Carson Wentz showed up to his first Washington Commanders press conference dressed like Ronald McDonald’s sketchy accountant

In just a few short years, Carson Wentz has gone from MVP contendah to league laughing stock. We guess that’s what happens when you let Nick Foles steal your milk money, flame out of two cities, get blown out by the Jaguars in a win-and-in situation, and generally stink so bad that your former biggest advocate is forced to apologize to management for ever vouching for you. All of that (and plenty more) have seen Wentz spit out of the ass-end of the NFL barrel in recent weeks, landing at the derelict doorstep of FedEx Field.

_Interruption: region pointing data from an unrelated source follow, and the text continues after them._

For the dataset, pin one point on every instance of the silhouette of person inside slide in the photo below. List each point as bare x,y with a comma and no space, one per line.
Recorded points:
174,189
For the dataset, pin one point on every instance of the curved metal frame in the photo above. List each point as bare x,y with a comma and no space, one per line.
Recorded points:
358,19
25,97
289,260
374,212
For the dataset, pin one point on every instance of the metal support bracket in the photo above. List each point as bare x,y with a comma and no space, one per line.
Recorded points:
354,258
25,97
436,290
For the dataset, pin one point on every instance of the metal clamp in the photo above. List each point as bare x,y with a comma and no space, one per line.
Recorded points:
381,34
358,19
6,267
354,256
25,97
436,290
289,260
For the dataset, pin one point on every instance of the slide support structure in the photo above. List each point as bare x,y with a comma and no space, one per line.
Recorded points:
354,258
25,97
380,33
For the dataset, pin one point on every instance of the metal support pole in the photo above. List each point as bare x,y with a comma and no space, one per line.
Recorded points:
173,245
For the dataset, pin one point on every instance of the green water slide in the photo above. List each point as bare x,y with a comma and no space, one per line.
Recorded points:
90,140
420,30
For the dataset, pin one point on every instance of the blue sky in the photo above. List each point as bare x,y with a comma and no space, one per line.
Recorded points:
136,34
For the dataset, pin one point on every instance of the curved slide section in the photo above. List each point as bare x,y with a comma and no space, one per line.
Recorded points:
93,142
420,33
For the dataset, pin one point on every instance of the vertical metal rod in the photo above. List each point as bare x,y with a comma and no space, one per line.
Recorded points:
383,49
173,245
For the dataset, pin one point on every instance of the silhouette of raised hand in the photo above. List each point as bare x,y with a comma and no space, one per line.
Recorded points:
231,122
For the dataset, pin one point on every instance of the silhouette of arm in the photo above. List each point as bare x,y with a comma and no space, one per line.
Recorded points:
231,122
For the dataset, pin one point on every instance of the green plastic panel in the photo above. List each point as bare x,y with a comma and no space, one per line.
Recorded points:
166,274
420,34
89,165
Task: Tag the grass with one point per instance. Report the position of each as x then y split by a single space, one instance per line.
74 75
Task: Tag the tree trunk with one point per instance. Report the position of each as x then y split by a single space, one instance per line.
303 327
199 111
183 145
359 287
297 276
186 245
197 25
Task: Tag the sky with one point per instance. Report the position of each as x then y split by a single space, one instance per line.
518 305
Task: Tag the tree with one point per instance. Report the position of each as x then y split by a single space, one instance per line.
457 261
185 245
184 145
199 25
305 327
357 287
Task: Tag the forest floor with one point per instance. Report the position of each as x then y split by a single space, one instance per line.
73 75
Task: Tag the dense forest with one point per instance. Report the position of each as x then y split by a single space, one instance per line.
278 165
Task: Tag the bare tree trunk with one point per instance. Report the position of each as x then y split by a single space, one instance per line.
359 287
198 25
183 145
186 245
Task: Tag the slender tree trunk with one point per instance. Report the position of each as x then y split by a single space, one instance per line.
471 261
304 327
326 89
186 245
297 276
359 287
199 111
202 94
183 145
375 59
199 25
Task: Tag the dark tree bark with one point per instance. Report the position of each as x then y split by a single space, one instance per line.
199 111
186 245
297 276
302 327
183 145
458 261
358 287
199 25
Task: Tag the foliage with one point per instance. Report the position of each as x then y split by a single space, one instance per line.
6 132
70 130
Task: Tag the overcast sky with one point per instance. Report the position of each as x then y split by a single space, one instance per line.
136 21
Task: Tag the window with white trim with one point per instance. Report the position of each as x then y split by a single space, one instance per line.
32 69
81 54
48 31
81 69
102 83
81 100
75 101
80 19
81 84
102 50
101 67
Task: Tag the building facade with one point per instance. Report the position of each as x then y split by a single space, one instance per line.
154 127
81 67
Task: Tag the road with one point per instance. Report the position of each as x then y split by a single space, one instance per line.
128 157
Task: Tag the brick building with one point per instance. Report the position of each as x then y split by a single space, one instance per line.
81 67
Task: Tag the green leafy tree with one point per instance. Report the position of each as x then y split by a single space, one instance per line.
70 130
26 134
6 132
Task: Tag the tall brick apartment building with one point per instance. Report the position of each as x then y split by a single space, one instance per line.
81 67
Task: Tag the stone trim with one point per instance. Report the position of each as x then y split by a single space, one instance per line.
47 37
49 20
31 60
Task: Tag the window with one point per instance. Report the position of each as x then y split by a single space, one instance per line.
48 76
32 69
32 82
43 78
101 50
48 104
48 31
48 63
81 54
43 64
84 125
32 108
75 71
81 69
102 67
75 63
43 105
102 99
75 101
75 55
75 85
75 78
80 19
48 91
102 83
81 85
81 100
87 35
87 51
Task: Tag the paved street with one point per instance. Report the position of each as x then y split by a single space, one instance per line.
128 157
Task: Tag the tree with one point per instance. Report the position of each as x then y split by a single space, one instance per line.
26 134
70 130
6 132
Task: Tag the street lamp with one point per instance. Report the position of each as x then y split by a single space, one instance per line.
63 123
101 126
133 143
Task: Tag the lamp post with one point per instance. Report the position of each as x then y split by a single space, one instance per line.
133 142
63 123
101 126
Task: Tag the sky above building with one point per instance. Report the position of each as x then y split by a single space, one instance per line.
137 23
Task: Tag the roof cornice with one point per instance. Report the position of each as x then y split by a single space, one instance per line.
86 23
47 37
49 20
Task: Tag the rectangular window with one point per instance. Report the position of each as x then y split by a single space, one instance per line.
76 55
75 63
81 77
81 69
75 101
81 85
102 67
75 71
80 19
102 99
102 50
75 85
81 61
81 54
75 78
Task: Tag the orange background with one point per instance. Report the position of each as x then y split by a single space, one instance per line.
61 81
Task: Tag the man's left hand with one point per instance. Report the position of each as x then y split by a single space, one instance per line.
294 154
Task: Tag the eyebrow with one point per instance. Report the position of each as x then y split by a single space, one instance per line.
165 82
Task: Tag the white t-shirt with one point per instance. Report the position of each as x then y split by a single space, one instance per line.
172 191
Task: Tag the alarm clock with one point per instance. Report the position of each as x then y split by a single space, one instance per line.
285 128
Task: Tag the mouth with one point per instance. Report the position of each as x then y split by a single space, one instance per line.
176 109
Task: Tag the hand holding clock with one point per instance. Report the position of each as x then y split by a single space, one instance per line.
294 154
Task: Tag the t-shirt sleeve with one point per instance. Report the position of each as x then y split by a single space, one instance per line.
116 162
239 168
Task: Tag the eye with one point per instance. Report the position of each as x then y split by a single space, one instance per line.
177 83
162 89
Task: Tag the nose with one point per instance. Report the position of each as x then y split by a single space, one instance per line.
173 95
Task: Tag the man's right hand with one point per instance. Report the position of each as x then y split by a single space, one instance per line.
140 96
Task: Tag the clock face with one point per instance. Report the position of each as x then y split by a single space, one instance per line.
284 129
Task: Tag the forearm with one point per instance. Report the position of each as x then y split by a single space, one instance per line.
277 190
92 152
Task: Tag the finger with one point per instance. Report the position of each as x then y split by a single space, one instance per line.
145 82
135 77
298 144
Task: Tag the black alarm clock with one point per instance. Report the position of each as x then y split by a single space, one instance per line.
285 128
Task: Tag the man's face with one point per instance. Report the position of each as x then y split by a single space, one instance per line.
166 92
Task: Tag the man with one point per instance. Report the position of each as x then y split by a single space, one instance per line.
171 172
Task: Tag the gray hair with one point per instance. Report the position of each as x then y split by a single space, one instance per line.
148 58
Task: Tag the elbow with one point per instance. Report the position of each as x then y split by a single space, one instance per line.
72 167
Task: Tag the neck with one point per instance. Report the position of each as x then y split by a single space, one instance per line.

Then, as if all of that wasn’t enough, on Thursday Wentz showed up to his first press conference as QB1 of the Washington Commanders looking like this:

It is really, really hard to believe this isn’t just a bad Photoshop job, but we promise you it’s as real as the air you are currently struggling to breathe. Why? How? What in God’s name? All valid questions, and all answered with a simple a retort:

Because the Commanders.

But the craziest thing about all this—crazier than showing up to your introductory press conference in the armpit of football dressed like you’re being enshrined in a Hall of Fame you will never even sniff—is that Wentz actually gives the Commanders a chance in the NFC Least. The Cowboys offense has been stripped for parts. The Eagles are poised to lose the Deshaun Watson sweepstakes. The Giants need a miracle helmet catch just to go 4-13. In some sick way, the division almost feels like the Commanders’ to lose. Make no mistake, they will lose it, but with Colonel Mustard at the helm, at least they'll lose it in style.